How this skill works

The skill inspects raw inputs to remove non-semantic artifacts (line numbers, headers, invisible characters) and validates cleaned samples. It recommends choosing a model that matches the content language and domain, computing normalized embeddings in batches, and using dot-product on normalized vectors to get cosine similarities. Finally it sorts scores to identify top-k items and provides checks to verify correctness before exporting results.

When to use it

  • Preparing data for semantic search or document ranking tasks
  • Computing embeddings for queries and document collections
  • Evaluating retrieval quality on MTEB-style benchmarks
  • Identifying top-k similar items for recommendation or deduplication
  • Troubleshooting unexpected retrieval results or ranking ties

Best practices

  • Inspect raw file samples to detect prefixes, headers, or invisible characters before encoding
  • Clean data with targeted regex and strip whitespace; validate by printing sample cleaned lines
  • Choose a model that matches the content language and domain; prefer larger models when quality matters
  • Encode in batches and normalize embeddings to use dot product as cosine similarity
  • Sort similarities in descending order and use zero-based indices (k-th highest = index k-1)
  • Always verify: document count, sample content, and top-k with similarity scores

Example use cases

  • Ranking news articles by relevance to a search query after removing line-number artifacts
  • Computing embeddings for a multilingual dataset using a language-matched model for better retrieval
  • Finding the 5th most similar paragraph to a query in a large document collection
  • Running MTEB retrieval experiments with batched, normalized embeddings and explicit verification steps
  • Detecting near-duplicate documents by retrieving top-k similar items and inspecting similarity scores

FAQ

How do I remove line number prefixes reliably?

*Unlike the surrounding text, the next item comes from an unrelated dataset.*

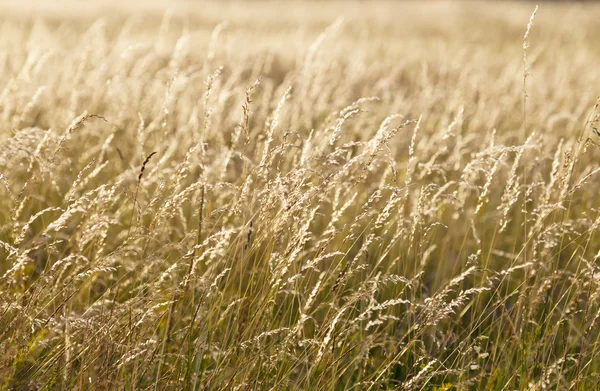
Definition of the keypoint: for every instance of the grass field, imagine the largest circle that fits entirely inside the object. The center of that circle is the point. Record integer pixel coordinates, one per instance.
(299, 196)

Use a simple regex to strip leading digits and delimiters (e.g., re.sub(r'^\s*\d+[→\t]', '', line)) and then trim whitespace. Test on several samples before batch processing.

Why normalize embeddings?

Normalization lets you compute cosine similarity with a single dot product, which is faster and numerically stable for ranking.

How do I handle ties in similarity scores?

Document ties explicitly in results. If deterministic ordering is required, add a secondary sort key such as original index or timestamp.